名誉棄損のよくある誤解

2022/4/26作成

パワハラされてリストラされたので、転職サイトに書き込んでやりました

パワハラを受けて退職に追い込まれたのでブログや口コミサイトに経緯を書き込んだところ、会社から名誉棄損で訴えられたという裁判に対して、言論の自由があるんだから何書いたっていいじゃないかと憤ってらっしゃる記事です。ある意味、よくある誤解かなと思うので自分のための整理としてちょっとまとめておきます。

まず言論の自由が大事というのは筆者に同意します。私もとても大事なものだと思っています。ただ、言論に限らない権利全てに言えることですが、行使する権利があるということは、行為に伴って発生する責任から逃れられる免罪符ではないということなんですよね。言論の自由は、他者(主に国家権力)から言論を封殺されることがないということであって、発した言論によって発生した事象の責任は発言者にあるわけです。そこで国家が勝手に責任をかぶってくれたりはしない。だから「言論の自由があるから無罪だ」なんて主張は通らないのです。

もう一つ名誉棄損について。文字通り名誉を傷つけることですが、これは事実であっても成り立ちます。名誉、つまり「あの人は立派な人だ」と思われているけれど、実はこんな一面もあるのですよということが暴露されて立派な人という印象が覆ってしまったら、それは名誉棄損です。こんな一面というのが事実であっても。事実でなければ名誉棄損に留まらず、誹謗中傷になってしまいます。ですので「事実であれば何を書いたっていいじゃないか」って主張も通らないわけです。

では名誉棄損になるようなことは事実でも一切発言してはいけないのかというとそんなことはありません。そもそも責任をとるのなら言論の自由によって発言は自由ですしね。今回の裁判でも賠償金の支払いは命じられていますが、発言の削除や取り下げまでは求められていないはずです。

名誉棄損罪の適用除外事項は公益に資すること。要するにその発言によって他者の名誉を棄損してるけど、社会のためになっているのなら罪には問わないということになっています。
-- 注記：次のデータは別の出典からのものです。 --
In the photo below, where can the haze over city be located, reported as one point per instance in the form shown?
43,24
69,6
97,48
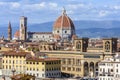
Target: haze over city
40,11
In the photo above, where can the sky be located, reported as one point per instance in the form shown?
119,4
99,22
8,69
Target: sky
40,11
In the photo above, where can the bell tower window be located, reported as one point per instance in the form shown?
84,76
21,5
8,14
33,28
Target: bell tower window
57,31
65,31
107,46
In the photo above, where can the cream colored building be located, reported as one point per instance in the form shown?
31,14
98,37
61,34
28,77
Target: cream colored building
81,61
43,67
13,62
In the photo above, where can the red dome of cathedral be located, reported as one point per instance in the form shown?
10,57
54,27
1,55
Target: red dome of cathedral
17,34
63,22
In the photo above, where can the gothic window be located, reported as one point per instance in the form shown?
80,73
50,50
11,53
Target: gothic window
57,31
107,46
65,31
78,45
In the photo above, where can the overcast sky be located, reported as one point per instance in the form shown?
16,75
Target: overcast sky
39,11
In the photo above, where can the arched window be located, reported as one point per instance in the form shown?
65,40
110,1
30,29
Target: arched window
107,46
78,45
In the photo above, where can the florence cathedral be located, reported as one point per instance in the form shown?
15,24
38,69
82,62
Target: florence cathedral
79,56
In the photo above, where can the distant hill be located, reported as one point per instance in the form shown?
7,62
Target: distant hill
83,28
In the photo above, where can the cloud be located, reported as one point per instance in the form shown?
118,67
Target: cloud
10,4
75,6
103,13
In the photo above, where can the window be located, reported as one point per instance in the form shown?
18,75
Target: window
78,45
65,31
42,75
116,70
57,31
42,63
107,46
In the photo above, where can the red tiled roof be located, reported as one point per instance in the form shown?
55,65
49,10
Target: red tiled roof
41,59
15,53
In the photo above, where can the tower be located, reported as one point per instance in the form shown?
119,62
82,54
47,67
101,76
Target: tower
23,28
110,45
81,44
9,31
63,28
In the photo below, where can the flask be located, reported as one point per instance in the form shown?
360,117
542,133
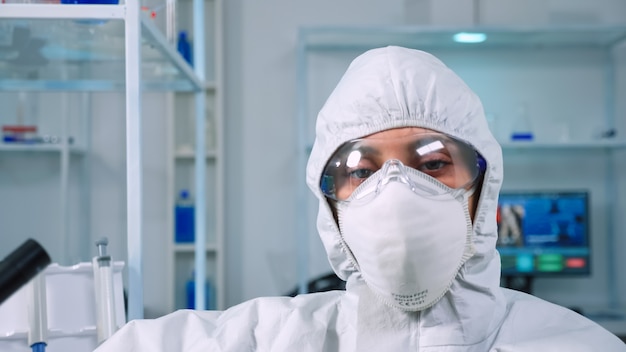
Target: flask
522,130
184,218
190,289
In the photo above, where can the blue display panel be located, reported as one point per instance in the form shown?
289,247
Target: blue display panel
544,233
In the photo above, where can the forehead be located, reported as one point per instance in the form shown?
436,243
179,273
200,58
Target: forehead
398,133
403,139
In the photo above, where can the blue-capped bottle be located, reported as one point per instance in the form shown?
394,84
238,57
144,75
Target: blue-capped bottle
183,46
184,218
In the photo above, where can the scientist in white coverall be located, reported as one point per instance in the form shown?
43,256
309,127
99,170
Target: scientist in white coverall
407,175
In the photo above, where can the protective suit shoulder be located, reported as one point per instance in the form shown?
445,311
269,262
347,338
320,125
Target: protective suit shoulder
263,324
533,324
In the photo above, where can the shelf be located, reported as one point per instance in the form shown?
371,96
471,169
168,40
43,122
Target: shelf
190,247
39,148
83,54
190,154
432,37
599,144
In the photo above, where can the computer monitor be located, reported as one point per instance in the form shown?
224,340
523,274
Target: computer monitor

この場合、例えば転職サイトに口コミとしてのみ書き込んでおいたのなら、転職希望者がパワハラするような会社に入社することを防ぐという公益になりますので、損害賠償も棄却された可能性があったと思います。判決として損害賠償を命じたということは、おそらくは公益の範囲を超えた、私怨を晴らすための言説が多かったのではないかなと想像します。